Les talibans ont systématiquement restreint les droits fondamentaux des femmes et des jeunes filles en Afghanistan, étouffant tous les aspects de leur vie, déclarent les experts des droits de l'homme des Nations unies

Le traitement des femmes par les talibans s'apparente à un apartheid entre les sexes, selon les experts

© UNICEF/Salam Al-Janabi - Mujeres y niños esperan a ser atendidos por miembros de un equipo móvil de salud y nutrición apoyado por UNICEF en Kandahar, Afganistán
UNICEF/Salam Al-Janabi - Des femmes et des enfants attendent d'être examinés par les membres d'une équipe mobile de santé et de nutrition soutenue par l'UNICEF à Kandahar, en Afghanistan

Dans un rapport conjoint présenté au Conseil des droits de l'homme des Nations unies, Richard Bennett, rapporteur spécial sur la situation des droits de l'homme en Afghanistan, et Dorothy Estrada-Tanck, présidente du groupe de travail sur la discrimination à l'égard des femmes et des filles, ont déclaré que la situation des femmes et des filles dans le pays était la pire au monde.

"Les femmes et les filles d'Afghanistan sont victimes d'une grave discrimination qui peut s'apparenter à une persécution fondée sur le sexe et à un crime contre l'humanité. On peut également parler d'apartheid sexiste, car les autorités de facto semblent agir sur la base d'une discrimination systémique dans l'intention de soumettre les femmes et les filles à une domination totale", a déclaré Bennett.

"Alors que le retour de bâton contre les droits des femmes et des filles s'est déroulé dans différents pays et régions au cours des dernières années, nulle part ailleurs dans le monde il n'y a eu une attaque aussi généralisée, systématique et complète contre les droits des femmes et des filles qu'en Afghanistan", a déclaré Estrada-Tanck.

Les experts ont noté que les décrets promulgués par les talibans depuis qu'ils ont pris le contrôle du pays en août 2021 ont imposé des restrictions généralisées aux droits des femmes et des jeunes filles, notamment à leur liberté de mouvement, d'habillement et de comportement, ainsi qu'à leur accès à l'éducation, au travail, à la santé et à la justice.

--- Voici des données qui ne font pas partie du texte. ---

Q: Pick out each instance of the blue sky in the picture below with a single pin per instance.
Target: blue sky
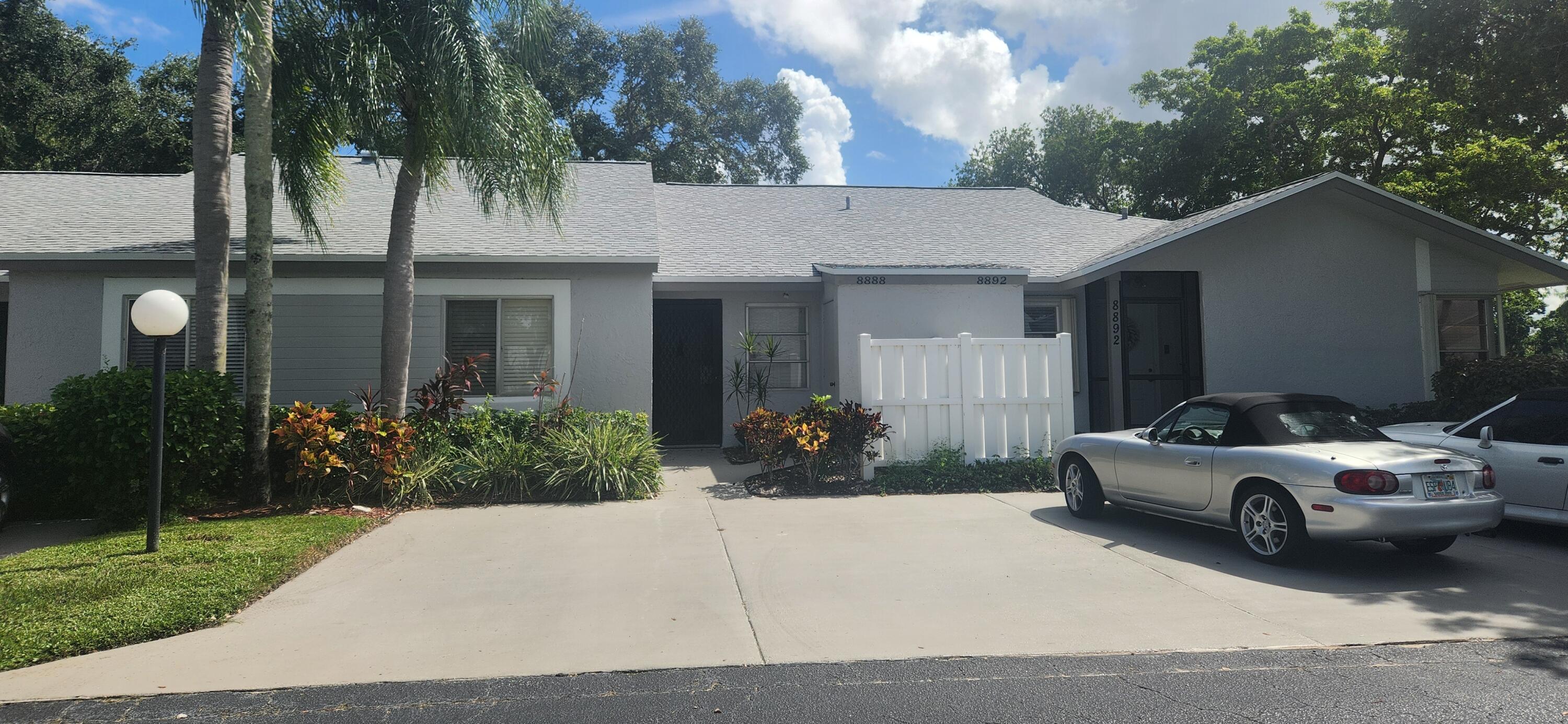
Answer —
(894, 90)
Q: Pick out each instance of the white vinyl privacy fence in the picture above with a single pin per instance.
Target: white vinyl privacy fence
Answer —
(990, 397)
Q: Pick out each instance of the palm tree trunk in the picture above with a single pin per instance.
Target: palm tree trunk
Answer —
(259, 259)
(211, 143)
(397, 287)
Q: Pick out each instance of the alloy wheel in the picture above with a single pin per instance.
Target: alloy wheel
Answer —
(1264, 524)
(1073, 486)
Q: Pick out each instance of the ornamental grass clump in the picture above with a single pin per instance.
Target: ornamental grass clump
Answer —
(604, 460)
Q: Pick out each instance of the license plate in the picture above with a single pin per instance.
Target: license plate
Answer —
(1440, 485)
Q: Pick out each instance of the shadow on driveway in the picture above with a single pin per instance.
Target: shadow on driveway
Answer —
(1514, 585)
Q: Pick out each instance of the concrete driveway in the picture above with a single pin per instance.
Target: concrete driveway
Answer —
(708, 577)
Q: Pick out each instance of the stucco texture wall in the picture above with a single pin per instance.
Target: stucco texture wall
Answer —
(55, 322)
(918, 311)
(1305, 300)
(328, 345)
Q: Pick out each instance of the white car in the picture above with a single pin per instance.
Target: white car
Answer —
(1526, 442)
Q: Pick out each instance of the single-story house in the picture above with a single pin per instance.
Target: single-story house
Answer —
(639, 297)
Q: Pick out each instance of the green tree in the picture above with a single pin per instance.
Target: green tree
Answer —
(670, 106)
(1075, 156)
(429, 73)
(68, 102)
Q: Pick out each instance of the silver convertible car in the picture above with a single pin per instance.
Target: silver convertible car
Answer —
(1282, 469)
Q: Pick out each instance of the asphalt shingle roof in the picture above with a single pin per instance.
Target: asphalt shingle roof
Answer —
(781, 231)
(617, 212)
(110, 214)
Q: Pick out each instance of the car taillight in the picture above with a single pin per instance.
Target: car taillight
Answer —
(1366, 482)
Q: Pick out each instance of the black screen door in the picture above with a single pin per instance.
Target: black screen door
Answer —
(689, 364)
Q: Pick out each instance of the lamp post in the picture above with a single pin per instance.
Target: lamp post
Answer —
(159, 314)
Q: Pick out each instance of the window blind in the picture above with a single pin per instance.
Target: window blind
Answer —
(471, 331)
(526, 331)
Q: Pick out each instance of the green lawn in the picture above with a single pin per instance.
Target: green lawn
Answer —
(104, 591)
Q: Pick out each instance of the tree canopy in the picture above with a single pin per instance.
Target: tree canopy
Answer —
(68, 101)
(658, 96)
(1454, 104)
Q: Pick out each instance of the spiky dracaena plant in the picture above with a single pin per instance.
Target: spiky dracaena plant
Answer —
(425, 71)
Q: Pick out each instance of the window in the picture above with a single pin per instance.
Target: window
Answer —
(518, 334)
(1532, 422)
(139, 347)
(1465, 330)
(1043, 319)
(789, 328)
(1197, 425)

Ces restrictions ont également eu un impact considérable sur la participation des femmes et des filles à la vie politique, publique, économique et socioculturelle, et ont entraîné une augmentation significative de la violence conjugale et domestique.

Les experts se sont rendus en Afghanistan du 27 avril au 4 mai et ont visité Kaboul et Mazar-e-Sharif. Ils ont rencontré des femmes et des hommes de la société civile, des hommes d'affaires, des chefs religieux, des enseignants, des journalistes, des agences des Nations unies, la communauté diplomatique, des ONG internationales et des fonctionnaires de facto.

Droit à l'éducation

Le rapport souligne que "les violations flagrantes du droit fondamental à une éducation de qualité auront des conséquences à vie, non seulement en termes d'opportunités d'emploi, mais aussi d'accès aux services de base tels que les soins de santé".

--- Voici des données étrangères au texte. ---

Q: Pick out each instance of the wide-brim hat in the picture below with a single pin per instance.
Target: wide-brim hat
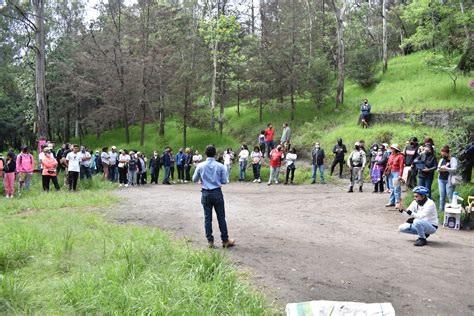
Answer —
(396, 147)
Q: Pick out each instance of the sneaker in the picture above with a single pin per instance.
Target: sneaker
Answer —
(228, 243)
(420, 242)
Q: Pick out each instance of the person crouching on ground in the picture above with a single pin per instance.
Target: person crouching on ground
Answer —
(213, 175)
(424, 216)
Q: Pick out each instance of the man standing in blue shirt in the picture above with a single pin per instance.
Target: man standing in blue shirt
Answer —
(213, 175)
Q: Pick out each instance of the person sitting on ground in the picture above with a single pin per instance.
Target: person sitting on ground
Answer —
(257, 159)
(317, 163)
(365, 108)
(424, 216)
(356, 162)
(276, 157)
(290, 165)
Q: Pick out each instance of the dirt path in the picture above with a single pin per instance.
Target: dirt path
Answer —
(318, 242)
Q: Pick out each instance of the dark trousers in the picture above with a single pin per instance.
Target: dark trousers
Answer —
(256, 170)
(112, 173)
(262, 149)
(180, 172)
(123, 176)
(141, 178)
(72, 177)
(426, 182)
(288, 171)
(270, 145)
(341, 165)
(378, 186)
(155, 172)
(47, 179)
(209, 200)
(187, 172)
(86, 172)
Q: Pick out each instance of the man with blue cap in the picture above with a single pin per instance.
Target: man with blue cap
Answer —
(423, 219)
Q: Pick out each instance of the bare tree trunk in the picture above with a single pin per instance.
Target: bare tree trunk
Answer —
(214, 79)
(161, 110)
(144, 101)
(339, 14)
(384, 36)
(41, 104)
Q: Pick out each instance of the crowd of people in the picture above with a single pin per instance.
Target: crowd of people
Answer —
(389, 167)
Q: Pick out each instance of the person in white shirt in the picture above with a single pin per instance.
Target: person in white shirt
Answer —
(257, 159)
(243, 160)
(424, 216)
(290, 165)
(228, 158)
(113, 157)
(73, 161)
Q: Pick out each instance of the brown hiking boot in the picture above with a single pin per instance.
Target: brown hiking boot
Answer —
(228, 243)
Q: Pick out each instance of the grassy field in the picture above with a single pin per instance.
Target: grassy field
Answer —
(56, 257)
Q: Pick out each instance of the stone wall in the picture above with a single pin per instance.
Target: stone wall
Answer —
(430, 118)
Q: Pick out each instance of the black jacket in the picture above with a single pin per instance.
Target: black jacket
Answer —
(155, 162)
(339, 151)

Le document indique qu'il est désormais interdit aux femmes afghanes de travailler en dehors de leur domicile dans la plupart des secteurs, de quitter leur maison sans un parent masculin, ou maharam, d'accéder aux toilettes publiques, aux parcs et aux gymnases, et de se déplacer librement dans le pays.

Cet environnement étouffant a un impact sur la santé mentale des femmes et des jeunes filles, avec des alertes généralisées à la dépression et au suicide, en particulier chez les adolescentes qui sont empêchées de poursuivre leurs études, note le rapport.

Pas de protection de la santé

Les restrictions imposées aux femmes et aux filles limitent également leur accès aux soins de santé de routine et d'urgence, ce qui a des conséquences désastreuses sur leur santé et leurs droits sexuels et génésiques, tout en ajoutant une pression supplémentaire à un système de santé déjà surchargé par la pauvreté et des années de guerre.

"Étant donné que les filles et les femmes ne peuvent être examinées que par des médecins de sexe féminin, à moins que les restrictions ne soient rapidement levées, il existe un risque réel de décès multiples évitables, qui pourraient s'apparenter à un fémicide", affirme l'étude.

Absence de protection juridique

Les experts des Nations unies ont exprimé leur profonde inquiétude quant à l'absence de protection juridique pour les femmes et les filles, à l'application systématique de la discrimination et à la normalisation de la violence fondée sur le genre - y compris les meurtres liés au genre -, au mariage forcé et au mariage d'enfants, à la vente de filles et d'organes, au travail des enfants, à la traite des êtres humains et aux migrations dangereuses.

Les femmes n'ont pas accès à des professionnels du droit. Certaines avocates continuent de fournir des services juridiques à domicile, mais il leur est interdit d'entrer dans les salles d'audience dans la plupart des localités, explique le rapport.

Les experts ont également entendu des témoignages de femmes qui ont demandé le divorce mais qui ont été réprimandées par un juge avec des commentaires tels que : "Votre main n'est pas cassée, votre jambe n'est pas cassée, pourquoi voulez-vous divorcer ? Les femmes qui ont signalé des violences domestiques à la police se sont vu dire qu'elles "ne devraient pas se plaindre" ou qu'elles "méritaient probablement d'être battues".

Enfin, le document appelle les autorités de facto à respecter et à rétablir les droits fondamentaux des femmes et des filles, et demande instamment à la communauté internationale de continuer à s'intéresser à la situation en Afghanistan et de prendre des mesures concrètes pour faire en sorte que les auteurs de graves violations des droits fondamentaux des femmes rendent des comptes.